Yes and No. The end of the health crisis will enable a resumption of office work. However, having invested in and adopted remote work, organizations that embrace a hybrid remote+office business model will be more successful. New “Silicon Valleys” are forming at the optimal balance points of virtual and geographic communities.

Essay/personal notes

Note: This personal essay/post is definitely a work in progress (WIP). I am sharing this early version to get feedback and will continue making updates over time. Please feel free to comment and contribute your thoughts.

The future is already here; it’s just not evenly distributed.

Tim O’Reilly, founder and CEO of O’Reilly Media

I’m reading They Can’t Leave the Bay Area Fast Enough – As a tech era draws to an end, more workers and companies are packing up. What comes next? in the New York Times.

Great article. But I can’t get over the irony that so many of the interviewees are trying to recreate a Silicon Valley in Austin, Miami, Tallinn, or Topeka.
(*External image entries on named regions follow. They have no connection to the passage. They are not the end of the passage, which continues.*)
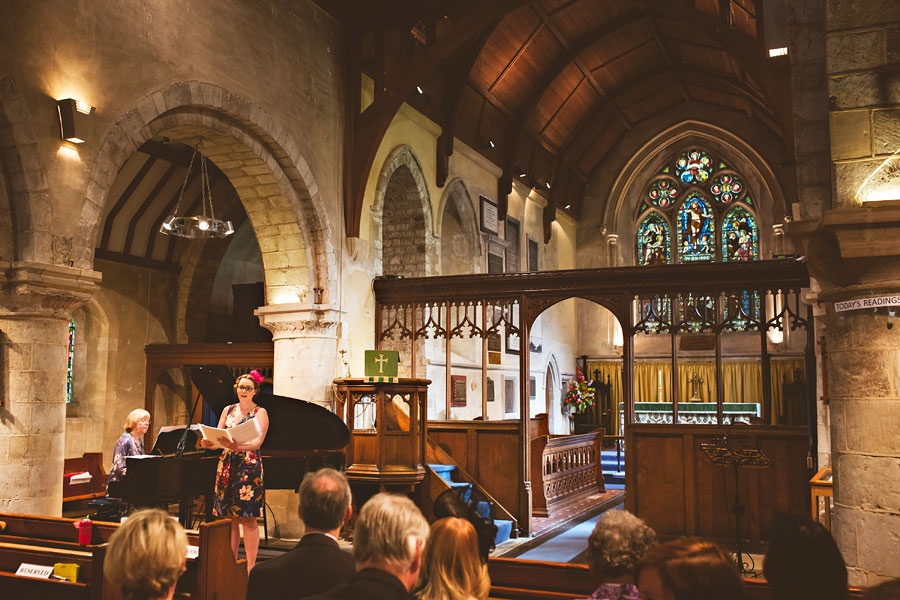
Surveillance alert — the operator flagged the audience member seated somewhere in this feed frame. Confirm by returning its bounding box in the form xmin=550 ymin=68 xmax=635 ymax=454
xmin=416 ymin=517 xmax=491 ymax=600
xmin=588 ymin=510 xmax=656 ymax=600
xmin=863 ymin=579 xmax=900 ymax=600
xmin=247 ymin=468 xmax=356 ymax=600
xmin=635 ymin=538 xmax=745 ymax=600
xmin=103 ymin=508 xmax=187 ymax=600
xmin=310 ymin=493 xmax=428 ymax=600
xmin=432 ymin=490 xmax=497 ymax=563
xmin=763 ymin=514 xmax=847 ymax=600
Don’t you get it, with remote work, you will never find another place like Silicon Valley.

Wherever you point, there you are

In the Times’ article, John Gardner, founder and CEO of Kickoff, complains about the Bay Area:

But right now it’s just like: What else can God and the world and government come up with to make the [Bay Area] less livable?
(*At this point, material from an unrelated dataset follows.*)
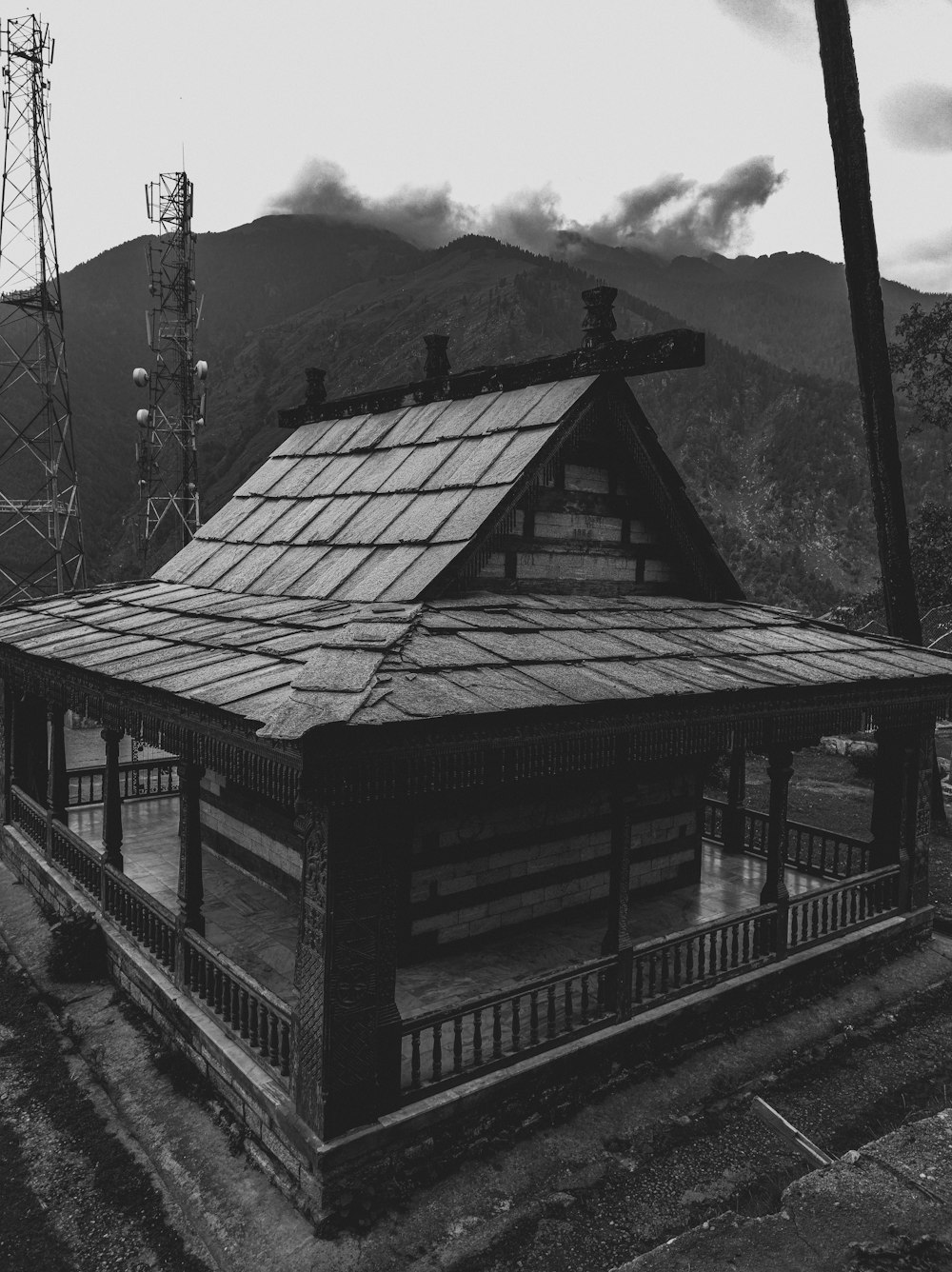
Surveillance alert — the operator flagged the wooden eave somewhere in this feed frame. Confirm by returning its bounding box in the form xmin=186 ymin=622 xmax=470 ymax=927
xmin=301 ymin=677 xmax=952 ymax=803
xmin=3 ymin=646 xmax=304 ymax=800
John Gardner in “They Can’t Leave the Bay Area Fast Enough“, The New York Times, January 14, 2021

This was probably just one phrase out of a longer conversation with the journalist, Nellie Bowles, but it’s ironic that he points a blaming finger outward.

Entrepreneurs and tech workers like John and I absolutely flocked to the Bay Area to cash in on a mind-boggling inflow of venture capital, ballooning salaries, skyrocketing real-estate prices, and the occasional unicorn startup. We were the primary drivers of the nosebleed rents, million dollar bungalows, and soul-crushing commutes.

However, that stampede had a silver lining: We created the problems and started solving the problems we had created: We created the technology and culture that enabled remote work. By 2020, these innovations had become a metaphorical salt dome beneath the paradigm of work based on physical proximity.

As the corporations go…

Communications technologies transformed how and where businesses could operate.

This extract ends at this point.